You may not know about Dream Seekers Productions, a small production company run by brother and sister team Peter and Aubrey Dukes, but it’s certainly a name to keep in mind. The company was formed in 2005, when the pair realized they needed an official venue to collect, organize and share their collective work.

“Aubrey and I have long been partners in crime,” Peter informed me when asked about their collaboration as siblings. “We have a similar taste in storytelling,” he continued, “and have always been very close. I often bounce ideas off of her when crafting a new story.” The two haven’t worked together as much as they used to in recent years, as Aubrey’s been pursuing other venues for her animation and post-production effects. As such, “she’s not as present on our newer projects,” added Peter, “but she’s still an important part of Dream Seekers, and always will be.”

Dream Seekers has sixteen short films listed on their website, most of which have links to videos. The most recent three have been the fantastical A Goblin’s Tale, werewolf horror flick The Beast starring Bill Oberst Jr., and the horror comedy Little Reaper.


With a $700 budget, and shot in one night, Peter Dukes’ werewolf short The Beast was a gutsy concept to tackle. The legacy of werewolf transformations alone makes the genre risky. On such a small budget, and with limited time, this short winds up falling short of its mark.
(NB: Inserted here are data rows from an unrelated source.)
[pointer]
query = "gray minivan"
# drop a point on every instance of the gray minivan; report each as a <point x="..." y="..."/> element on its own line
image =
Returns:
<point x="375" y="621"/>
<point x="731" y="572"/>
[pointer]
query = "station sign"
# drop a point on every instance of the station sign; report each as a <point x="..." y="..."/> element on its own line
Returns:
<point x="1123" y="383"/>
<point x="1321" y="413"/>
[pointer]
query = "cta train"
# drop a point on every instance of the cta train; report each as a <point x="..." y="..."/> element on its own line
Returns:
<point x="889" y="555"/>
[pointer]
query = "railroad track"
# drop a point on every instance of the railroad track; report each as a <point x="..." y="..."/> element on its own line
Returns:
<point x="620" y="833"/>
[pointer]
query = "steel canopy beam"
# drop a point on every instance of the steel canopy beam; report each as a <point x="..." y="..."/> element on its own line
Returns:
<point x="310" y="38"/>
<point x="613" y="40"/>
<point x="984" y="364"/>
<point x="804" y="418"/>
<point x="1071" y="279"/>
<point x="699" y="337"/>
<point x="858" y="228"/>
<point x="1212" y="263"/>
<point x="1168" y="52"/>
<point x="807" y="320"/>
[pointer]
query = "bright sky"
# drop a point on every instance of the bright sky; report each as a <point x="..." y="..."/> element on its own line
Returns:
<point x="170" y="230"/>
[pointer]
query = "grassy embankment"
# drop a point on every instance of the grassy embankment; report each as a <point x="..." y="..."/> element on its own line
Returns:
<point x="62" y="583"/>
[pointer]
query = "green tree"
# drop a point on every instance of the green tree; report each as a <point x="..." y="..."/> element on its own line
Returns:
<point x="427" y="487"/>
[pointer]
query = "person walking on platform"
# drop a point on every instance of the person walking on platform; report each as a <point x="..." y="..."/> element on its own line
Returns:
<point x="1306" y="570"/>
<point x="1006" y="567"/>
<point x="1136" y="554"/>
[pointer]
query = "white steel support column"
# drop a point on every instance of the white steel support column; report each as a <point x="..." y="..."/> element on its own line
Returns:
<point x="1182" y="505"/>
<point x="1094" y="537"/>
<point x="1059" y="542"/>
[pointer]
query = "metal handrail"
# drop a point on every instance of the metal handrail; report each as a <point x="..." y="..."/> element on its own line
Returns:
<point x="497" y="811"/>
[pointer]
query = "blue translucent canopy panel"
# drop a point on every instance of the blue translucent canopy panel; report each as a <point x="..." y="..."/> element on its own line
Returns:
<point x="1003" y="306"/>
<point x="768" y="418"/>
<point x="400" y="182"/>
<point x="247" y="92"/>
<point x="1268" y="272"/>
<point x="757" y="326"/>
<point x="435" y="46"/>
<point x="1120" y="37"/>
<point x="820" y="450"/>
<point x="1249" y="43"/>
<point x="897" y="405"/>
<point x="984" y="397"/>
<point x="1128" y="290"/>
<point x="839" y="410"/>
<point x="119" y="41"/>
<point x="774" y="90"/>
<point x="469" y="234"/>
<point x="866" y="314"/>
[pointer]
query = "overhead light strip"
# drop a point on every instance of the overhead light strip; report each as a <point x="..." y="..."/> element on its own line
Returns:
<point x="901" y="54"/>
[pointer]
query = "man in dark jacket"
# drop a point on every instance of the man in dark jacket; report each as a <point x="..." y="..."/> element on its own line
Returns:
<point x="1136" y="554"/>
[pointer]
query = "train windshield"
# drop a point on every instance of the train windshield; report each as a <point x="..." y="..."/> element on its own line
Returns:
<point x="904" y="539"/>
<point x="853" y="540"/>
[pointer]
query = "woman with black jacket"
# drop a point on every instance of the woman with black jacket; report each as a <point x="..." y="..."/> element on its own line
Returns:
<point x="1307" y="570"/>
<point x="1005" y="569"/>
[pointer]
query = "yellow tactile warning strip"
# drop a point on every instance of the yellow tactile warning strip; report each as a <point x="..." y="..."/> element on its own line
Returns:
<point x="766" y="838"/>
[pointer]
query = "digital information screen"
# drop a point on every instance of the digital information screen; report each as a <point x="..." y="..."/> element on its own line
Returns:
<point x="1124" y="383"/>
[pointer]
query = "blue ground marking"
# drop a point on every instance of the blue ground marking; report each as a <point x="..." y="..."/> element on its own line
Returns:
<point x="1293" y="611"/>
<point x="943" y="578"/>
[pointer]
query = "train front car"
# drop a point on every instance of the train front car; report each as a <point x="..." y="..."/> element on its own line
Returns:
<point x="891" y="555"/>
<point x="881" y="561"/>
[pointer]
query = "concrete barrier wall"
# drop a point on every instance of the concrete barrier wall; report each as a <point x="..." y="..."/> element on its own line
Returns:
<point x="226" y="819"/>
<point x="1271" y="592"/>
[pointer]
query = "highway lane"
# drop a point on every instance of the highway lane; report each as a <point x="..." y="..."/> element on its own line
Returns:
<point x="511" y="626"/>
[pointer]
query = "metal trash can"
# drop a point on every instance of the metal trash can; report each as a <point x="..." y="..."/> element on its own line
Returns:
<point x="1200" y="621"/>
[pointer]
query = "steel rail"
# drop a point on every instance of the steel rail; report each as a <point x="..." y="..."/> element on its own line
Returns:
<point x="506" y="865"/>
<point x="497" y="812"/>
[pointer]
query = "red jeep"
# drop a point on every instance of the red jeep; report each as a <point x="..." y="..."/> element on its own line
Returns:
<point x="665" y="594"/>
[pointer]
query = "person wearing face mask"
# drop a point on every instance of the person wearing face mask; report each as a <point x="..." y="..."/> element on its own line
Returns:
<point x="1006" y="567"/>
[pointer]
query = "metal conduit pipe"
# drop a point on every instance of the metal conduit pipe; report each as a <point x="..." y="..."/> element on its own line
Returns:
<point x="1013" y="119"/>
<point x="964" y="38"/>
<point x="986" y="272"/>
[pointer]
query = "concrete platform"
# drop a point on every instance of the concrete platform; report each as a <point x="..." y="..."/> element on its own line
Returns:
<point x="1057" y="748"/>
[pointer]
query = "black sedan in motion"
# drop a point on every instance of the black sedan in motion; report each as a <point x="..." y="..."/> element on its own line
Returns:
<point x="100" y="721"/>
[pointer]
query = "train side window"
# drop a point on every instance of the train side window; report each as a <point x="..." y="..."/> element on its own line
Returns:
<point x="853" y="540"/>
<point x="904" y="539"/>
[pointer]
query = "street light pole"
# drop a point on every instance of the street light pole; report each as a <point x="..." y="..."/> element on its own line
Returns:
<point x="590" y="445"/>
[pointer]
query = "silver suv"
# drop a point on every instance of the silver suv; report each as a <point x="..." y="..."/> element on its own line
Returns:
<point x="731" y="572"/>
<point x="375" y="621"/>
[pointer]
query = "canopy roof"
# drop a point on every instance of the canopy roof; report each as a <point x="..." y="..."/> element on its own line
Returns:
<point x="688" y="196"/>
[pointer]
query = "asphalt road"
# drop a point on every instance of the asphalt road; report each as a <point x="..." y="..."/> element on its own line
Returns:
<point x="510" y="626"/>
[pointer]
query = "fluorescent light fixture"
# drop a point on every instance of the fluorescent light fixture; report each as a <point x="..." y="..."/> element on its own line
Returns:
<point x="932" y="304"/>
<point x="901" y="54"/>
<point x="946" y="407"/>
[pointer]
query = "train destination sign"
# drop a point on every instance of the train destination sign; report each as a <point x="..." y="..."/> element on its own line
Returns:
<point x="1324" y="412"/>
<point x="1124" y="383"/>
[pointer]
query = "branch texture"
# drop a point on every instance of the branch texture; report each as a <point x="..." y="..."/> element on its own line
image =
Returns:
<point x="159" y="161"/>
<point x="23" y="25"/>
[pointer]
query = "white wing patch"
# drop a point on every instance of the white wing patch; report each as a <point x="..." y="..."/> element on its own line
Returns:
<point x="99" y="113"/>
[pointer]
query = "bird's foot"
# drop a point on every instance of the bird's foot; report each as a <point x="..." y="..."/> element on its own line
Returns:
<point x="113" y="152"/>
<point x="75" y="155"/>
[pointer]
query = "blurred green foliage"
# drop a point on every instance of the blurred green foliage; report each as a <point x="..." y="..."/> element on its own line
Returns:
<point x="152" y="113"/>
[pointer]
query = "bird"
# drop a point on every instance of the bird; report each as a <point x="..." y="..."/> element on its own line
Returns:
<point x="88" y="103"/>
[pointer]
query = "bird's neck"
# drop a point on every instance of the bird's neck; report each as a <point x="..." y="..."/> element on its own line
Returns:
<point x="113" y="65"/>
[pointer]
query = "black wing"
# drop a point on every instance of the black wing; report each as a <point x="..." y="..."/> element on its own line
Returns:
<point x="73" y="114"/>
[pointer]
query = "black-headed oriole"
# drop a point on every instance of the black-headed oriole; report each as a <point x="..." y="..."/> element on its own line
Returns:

A noble effort, the piece is ultimately flawed. Overwrought dialogue makes the characters feel wooden, their motivations melodramatic, and the action stilted.

Michel (Bill Oberst Jr) grapples with paternal instincts, as he must restrain his son, Jacob (Alexander Le Bas), who’s been marked by The Beast. Now a werewolf, Michel and his friend Douglas (Peter Le Bas) must restrain the boy to prevent him from harming others. Tempers flare as the true lethality of Jacob’s condition becomes apparent, and a decision must be made.

There were some incredibly judicious choices made to help stretch the short film’s meager budget. Primarily, having Jacob’s transformation occur off screen, and barely revealing the makeup effects, was likely the best choice Dukes made. It allows the beast to live in our imagination, amplifying the tension. It also helps sidestep the risk of hokey effects. A werewolf transformation has never been easy to master, and since the days of An American Werewolf in London or The Howling, you’d need a sizeable CGI budget just to come close to adequate results. While it isn’t his best work, The Beast was still a noble effort.


Dukes’ strengths, however, lie more firmly in fantasy. His most recent short, Little Reaper, cleverly tells the story of the Grimm Reaper’s (John Paul Ouvrier) teenage daughter (Athena Baumeister). Belligerent, self-absorbed, and social media-crazed, the young teen is adamant about not following in daddy’s deadly footsteps. Forced to take the reigns for a day in order to un-ground herself on good behaviour, she takes to the streets to collect the dead. Completely shirking her duties in favour of talking to her BFF about being BOOMS (Board Out Of My Skull. Duh, hello?!) daddy’s Little Reaper winds up wreaking far more havoc than she thought she was capable of.

This short is cleverly written, well acted, and simply executed. It’s an absolute gem, and a real treat to watch. Baumeister is insufferable as the self-involved Little Reaper, behaving like a delightful brat. Ouvrier’s Grimm Reaper is little more than a frustrated and exhausted parent. His disappointment in his daughter’s inaction and inability to grasp the significance of a world outside herself is hilarious. The pair compliments each other well, and adds to the overall light-hearted whimsy of the piece.


But Dukes’ true gem, without question, is the cerebral A Goblin’s Tale. Home after a long day of work, Carol Anne (Tiffany Giardina) tucks in on the couch to read one of her favourite storybooks as a child. She lets her mind wander as she reads about goblins and elves, magic and adventure. Before she knows it, she’s being hissed awake by a strange figure in the shadows. An odd creature, with a hump back and hooked nose, calls out to her, and lumbers out of the darkness. Vlix is its name (played delightfully by Laura Kearsey), and it’s not from these parts. Vlix is a character in Carol Anne’s book. Naturally, she thinks she’s dreaming. As the reality of her circumstance unfolds, it becomes clear that Vlix has more in store for Carol Anne than mere fairy tales.

With large thematic ties to classics like The Neverending Story, A Golbin’s Tale would serve beautifully as a feature length film. This short is the perfect sampler of magic and wonder, with some darker elements to pepper the piece with mystery. It feels like the charm and presence of The Neverending Story, Labyrinth, or Legend before it. He’s created an elaborate, multifaceted universe within the confines of a single room, with two characters and jumbled dialogue. It’s beautiful and captivating, and leaves you wanting to know more.